Kenneth A. Toltz says
Very well done Maayan. These are important stories which must be told and fuel the massive military reform required after the catastrophic failures of the IDF, which led up to the carnage of Israel’s best young people, who served with nothing but honor and dedication.
LISA J BRINNER says
I want to help & give full recognition & honor the brave but shamefully neglected women & men who tried but lost everything on October 7, 2023. Sadly adding my voice to join the ever-growing stream of people who will keep them alive forever!
Mitchell R Miller says
Everyone in the chain of command, from the Prime Minister to the CO of the observer post should have resdigned in disgrace. Or even better, shot himself.
Gail Farrington Breakey says
I believe that this was deliberate. That Israeli leaders wanted to create a pretext for attacking Hamas and Hezbollah, for settling the problem of on-going terror attacks into Israel. They knew what was going on, and stood down. i’s an old tactic…( worked on 9/11 as well)… Elsewhere I read that soldiers never came to rescue of the people on kibutz for 8 hours??? That is insane! Where were the soldiers, helicopters??? they could have gotten there in half an hour from wherever they were ; Israel is not a big country… easy to blame it on not believing the women.

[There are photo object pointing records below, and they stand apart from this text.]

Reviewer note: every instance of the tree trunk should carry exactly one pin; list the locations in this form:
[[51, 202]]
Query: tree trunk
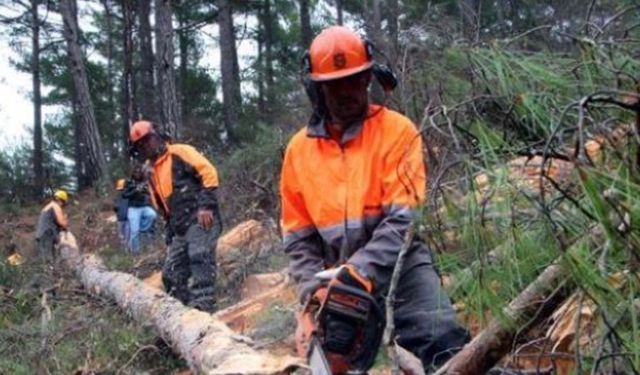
[[106, 4], [207, 344], [260, 61], [183, 43], [38, 169], [393, 29], [267, 20], [165, 68], [79, 153], [148, 94], [128, 112], [532, 306], [305, 25], [374, 31], [96, 171], [229, 70]]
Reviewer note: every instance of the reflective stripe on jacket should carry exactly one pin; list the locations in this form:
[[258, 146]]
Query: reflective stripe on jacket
[[52, 218], [352, 200], [183, 181]]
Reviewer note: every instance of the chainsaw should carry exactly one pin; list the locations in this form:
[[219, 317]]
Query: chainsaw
[[347, 304]]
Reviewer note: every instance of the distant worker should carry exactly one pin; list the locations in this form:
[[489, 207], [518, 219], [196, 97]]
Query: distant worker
[[184, 187], [140, 215], [13, 257], [352, 182], [52, 221], [121, 206]]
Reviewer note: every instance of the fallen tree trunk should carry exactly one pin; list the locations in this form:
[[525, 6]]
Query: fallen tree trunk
[[529, 308], [207, 344]]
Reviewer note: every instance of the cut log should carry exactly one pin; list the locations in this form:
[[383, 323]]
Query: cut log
[[240, 317], [206, 343], [529, 308]]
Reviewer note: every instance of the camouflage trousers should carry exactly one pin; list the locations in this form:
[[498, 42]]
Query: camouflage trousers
[[189, 270], [46, 246]]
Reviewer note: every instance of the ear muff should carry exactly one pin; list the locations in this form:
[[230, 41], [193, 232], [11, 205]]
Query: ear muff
[[382, 72]]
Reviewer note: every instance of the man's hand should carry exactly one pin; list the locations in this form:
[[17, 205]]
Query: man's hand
[[205, 218], [349, 275]]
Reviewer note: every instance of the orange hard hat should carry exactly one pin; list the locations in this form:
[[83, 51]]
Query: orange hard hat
[[338, 52], [139, 130], [120, 184]]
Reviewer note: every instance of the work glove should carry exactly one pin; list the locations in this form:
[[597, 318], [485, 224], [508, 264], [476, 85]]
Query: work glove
[[308, 289], [340, 331], [168, 235], [349, 275], [205, 218]]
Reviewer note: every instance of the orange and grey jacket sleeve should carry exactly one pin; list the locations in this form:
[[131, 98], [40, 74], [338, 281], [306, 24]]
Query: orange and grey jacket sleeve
[[404, 185], [207, 174], [302, 242], [61, 218]]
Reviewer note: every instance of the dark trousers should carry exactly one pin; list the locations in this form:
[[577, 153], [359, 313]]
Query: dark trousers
[[46, 246], [425, 321], [189, 269]]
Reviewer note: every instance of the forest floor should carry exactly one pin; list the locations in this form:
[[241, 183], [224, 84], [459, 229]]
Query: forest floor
[[50, 324]]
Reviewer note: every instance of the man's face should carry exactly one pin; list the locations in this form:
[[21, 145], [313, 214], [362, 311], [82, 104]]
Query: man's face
[[347, 98], [148, 146]]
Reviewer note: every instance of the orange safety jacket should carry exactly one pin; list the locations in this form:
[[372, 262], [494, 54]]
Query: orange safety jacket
[[353, 200], [52, 219], [182, 182]]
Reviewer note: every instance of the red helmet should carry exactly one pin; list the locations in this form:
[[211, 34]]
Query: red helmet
[[338, 52], [139, 130]]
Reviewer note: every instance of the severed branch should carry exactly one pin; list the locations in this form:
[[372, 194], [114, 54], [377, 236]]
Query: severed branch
[[542, 296], [390, 301]]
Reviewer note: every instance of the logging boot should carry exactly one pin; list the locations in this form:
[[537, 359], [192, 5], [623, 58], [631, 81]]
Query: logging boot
[[203, 268]]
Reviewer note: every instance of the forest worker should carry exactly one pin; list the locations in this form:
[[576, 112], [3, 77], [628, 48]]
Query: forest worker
[[183, 184], [121, 207], [351, 183], [140, 215], [52, 221], [13, 257]]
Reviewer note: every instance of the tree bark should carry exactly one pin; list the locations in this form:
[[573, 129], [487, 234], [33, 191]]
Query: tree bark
[[147, 90], [128, 112], [267, 20], [207, 344], [229, 70], [38, 168], [183, 43], [305, 25], [79, 153], [374, 31], [169, 104], [392, 17], [106, 4], [96, 163]]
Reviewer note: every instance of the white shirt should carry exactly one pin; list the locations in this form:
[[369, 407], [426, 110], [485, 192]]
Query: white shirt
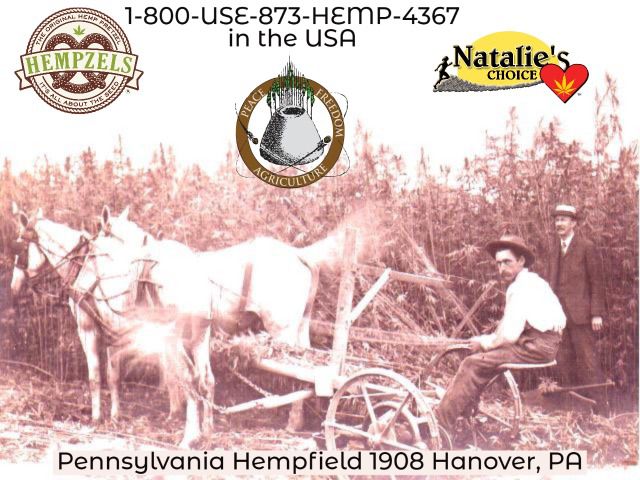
[[530, 300]]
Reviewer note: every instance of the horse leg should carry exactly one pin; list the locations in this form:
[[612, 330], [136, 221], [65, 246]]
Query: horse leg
[[295, 422], [186, 374], [200, 350], [89, 341], [177, 402], [113, 380]]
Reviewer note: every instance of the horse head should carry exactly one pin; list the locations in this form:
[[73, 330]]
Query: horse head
[[29, 257], [41, 243]]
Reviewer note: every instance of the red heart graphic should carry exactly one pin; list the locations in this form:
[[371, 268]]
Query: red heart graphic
[[564, 83]]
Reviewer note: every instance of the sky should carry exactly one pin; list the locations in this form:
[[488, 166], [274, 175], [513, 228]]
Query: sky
[[193, 79]]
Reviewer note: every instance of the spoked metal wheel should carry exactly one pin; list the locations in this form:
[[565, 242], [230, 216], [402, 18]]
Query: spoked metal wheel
[[378, 409], [499, 408]]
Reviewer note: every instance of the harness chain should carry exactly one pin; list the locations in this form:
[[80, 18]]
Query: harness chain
[[248, 382]]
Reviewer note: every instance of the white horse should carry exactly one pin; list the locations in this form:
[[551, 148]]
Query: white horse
[[41, 243], [97, 279], [263, 277]]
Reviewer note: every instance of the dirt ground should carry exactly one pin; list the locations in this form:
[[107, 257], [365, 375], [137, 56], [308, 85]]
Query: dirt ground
[[39, 415]]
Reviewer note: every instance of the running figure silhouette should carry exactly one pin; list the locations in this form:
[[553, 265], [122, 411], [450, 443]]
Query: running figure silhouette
[[443, 74]]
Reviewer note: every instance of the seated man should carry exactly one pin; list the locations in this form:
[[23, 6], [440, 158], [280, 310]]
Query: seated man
[[529, 332]]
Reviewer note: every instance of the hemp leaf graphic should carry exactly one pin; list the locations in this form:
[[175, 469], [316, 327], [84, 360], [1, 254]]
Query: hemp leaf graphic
[[78, 31], [564, 88]]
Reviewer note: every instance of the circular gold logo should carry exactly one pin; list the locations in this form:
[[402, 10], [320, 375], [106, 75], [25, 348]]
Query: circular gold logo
[[296, 149]]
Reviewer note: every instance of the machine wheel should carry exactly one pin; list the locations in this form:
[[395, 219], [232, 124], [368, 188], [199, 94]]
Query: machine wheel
[[377, 409]]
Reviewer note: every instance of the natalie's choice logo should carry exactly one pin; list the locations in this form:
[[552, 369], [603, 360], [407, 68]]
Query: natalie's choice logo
[[79, 60], [506, 60], [304, 132]]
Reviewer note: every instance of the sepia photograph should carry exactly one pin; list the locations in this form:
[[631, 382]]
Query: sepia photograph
[[399, 236]]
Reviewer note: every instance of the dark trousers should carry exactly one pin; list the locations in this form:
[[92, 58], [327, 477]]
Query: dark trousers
[[578, 359], [477, 370]]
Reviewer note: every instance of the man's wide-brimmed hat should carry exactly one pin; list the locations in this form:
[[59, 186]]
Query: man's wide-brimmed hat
[[565, 210], [514, 243]]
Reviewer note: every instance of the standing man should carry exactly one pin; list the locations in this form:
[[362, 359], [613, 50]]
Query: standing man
[[575, 274], [529, 332]]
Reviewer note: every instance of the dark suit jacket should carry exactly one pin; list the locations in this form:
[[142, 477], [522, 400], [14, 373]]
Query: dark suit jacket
[[580, 284]]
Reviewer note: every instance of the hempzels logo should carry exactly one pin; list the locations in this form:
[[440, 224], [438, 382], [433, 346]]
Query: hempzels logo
[[506, 60], [78, 60], [302, 129]]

Gail Farrington Breakey says
Another similar report??? Well….
Gabriel says
According to Israeli pro Palestinian activists, there is evidence that the Oct. 7 Security failure was not incompetence, but rather, they were ignored by design; the Oct 7 attack was a necessary evil as an excuse to move forward with the Grater Israel expansion project. Unbeknownst to these soldiers who dutifully did their jobs, they were sacrificed for the greater cause. It’s no secret that Israel funded Hamas, as former Israeli officials have openly acknowledged Israel’s role in providing funding and assistance to Hamas as a means of undermining secular Palestinians from making progress for a two state solution. Israel wants that land and needed a major conflict to erupt in order to move forward; what is unfolding right now is part of the plan. The next step is to trigger war with Iran and masterfully involve the United States in waging war to annihilate Iran. Read Milo Peled, Norman Finklestein, Ilan Pape, etc to see the big picture. Israeli security monitoring on Oct 7 did not fail, rather the failure to act upon what the soldiers were reporting was part of the plan; military political strategy is about the greater picture, and sacrificing soldiers is part of the strategy; they get honored with a plaque.